Hardtop convertible cars, also frequently (and often mistakenly) referred to as coupe cars, are becoming increasingly popular for their ability to couple summer romance and freedom in the open air with security, functionality and down-to-earth practicality. Not probably a perfect choice for those who are very short of money, hardtop convertible cars are great for you if you want your summer drives to be more than just getting from destination A to B, and still want to feel protected and not worry about weather’s whims. Until the last few years, most hardtop convertible cars were available in the market as mainly luxury models. However, now Volkswagen, Mazda and Chrysler 2-seaters and 4-seaters became more than affordable.

Roof

Most of the latest models of hardtop convertible cars have fully powered roofs which fold into 3 pieces and descend into the trunk, which reminds of an intricate acrobatic performance for an outside viewer. The process takes from 12 to 30 sec.
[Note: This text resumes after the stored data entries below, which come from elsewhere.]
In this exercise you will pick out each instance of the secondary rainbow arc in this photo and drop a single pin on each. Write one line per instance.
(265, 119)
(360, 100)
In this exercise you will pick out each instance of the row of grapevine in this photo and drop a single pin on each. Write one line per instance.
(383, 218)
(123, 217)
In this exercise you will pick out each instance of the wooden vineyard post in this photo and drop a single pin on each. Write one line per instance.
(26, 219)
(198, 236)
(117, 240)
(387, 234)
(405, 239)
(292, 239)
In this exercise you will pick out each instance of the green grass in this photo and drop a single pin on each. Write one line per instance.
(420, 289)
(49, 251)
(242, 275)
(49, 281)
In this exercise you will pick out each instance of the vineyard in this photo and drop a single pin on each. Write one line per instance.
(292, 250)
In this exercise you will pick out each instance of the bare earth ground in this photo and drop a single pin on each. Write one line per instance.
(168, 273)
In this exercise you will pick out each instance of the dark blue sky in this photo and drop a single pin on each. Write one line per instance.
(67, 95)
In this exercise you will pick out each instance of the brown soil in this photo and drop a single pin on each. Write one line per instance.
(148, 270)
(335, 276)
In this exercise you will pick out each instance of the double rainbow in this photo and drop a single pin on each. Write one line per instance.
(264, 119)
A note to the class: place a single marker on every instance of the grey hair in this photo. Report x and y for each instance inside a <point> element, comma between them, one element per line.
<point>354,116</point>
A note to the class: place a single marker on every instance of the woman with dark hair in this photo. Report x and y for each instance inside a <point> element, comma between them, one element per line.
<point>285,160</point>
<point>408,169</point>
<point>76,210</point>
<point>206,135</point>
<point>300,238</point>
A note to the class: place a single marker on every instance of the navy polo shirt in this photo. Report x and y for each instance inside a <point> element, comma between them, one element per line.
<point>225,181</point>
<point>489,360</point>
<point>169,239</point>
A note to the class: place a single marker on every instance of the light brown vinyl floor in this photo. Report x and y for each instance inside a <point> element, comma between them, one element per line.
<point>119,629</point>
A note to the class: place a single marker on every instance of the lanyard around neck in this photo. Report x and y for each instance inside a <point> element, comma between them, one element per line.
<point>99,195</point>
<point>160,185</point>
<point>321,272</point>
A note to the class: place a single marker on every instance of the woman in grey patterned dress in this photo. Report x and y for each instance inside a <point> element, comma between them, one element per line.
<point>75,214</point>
Trunk issues in hardtop convertible cars

Little trunk space in an issue in all hardtop convertible cars because it’s the trunk space that rooms the roof operating mechanism and the roof itself. In some models, a specialized trunk construction partially solves trunk issues enlarging the trunk size when the roof is up and diminishing it when it is down. This is achieved by the means of a complex complex dual-hinged trunk lids which allow both the roof the front and luggage from the rear, at the same time preventing the luggage from conflicting with the operation of the roof.

Access to backseat

Hardtop convertible cars are 2-door cars but for a couple exceptions.

Safety features of hardtop convertible cars

Hardtop convertible cars are generally considered to be better than soft-tops not just because of better wether protection but also from safety viewpoint, especially in rollover accidents. In case of collision or rollover the rigid roof provides at least some protection for the driver’s and passengers’ heads, is it is put up, of course. With a soft top, you may literally have your head smashed against the ground without a chance to survive. However, some experts express their concerns about the rigidity or the hard roofs and think they are no safer that soft-tops in rollover accidents. For this reason, it is recommended to choose hardtop convertible cars with additional safety features, like stability control systems which prevent rollovers, roll-bars automatically deploying behind the rear seats to create space for the head if a rollover occurs and head-protecting side airbags. Such features as blind-spot warning systems, rearview cameras and parking sensors are also highly recommended because hardtop convertible cars create larger blind spots.

Hardtop Convertible Cars: Prices

Today almost all the major auto manufacturers offer one or several hardtop models. Price is one of the disadvantages of hardtop convertible cars. While a soft-top convertible can be purchased for as little as $20,000, hardtop convertibles are may more expensive. The list of hardtop convertible cars that are time-proven models and cost just about $27,000-$30,000 are Volkswagen Eos, Mazda MX-5 Miata PRHT and Chrysler 200 Convertible (although the latter still raises some rigidity concerns) . A typical price range for best hardtop convertible cars is $45,000-$60,000.

Buying Used Hardtop Convertible Cars

In addition to the well-known tips on buying used cars, buying used hardtop convertible cars requires special attention to be paid to the condition of the roof and its operating mechanism. Synchronic moving of parts provides proper sealing of the roof, weather-resistance and proper folding. A tiny imbalance may result in poor protection of even total mechanism failure.

Semi-Convertibles

In targa tops, often classified as hardtops, not the entire top but only the hard roof section is retracted leaving the B-pillar functioning a roll bars and the rear window in their places. The disadvantage is that the top is fully detachable. This construction is also called semi-convertible, although in new models the B-pillar may also fold down turning the vehicle in a fully fledged hardtop convertible.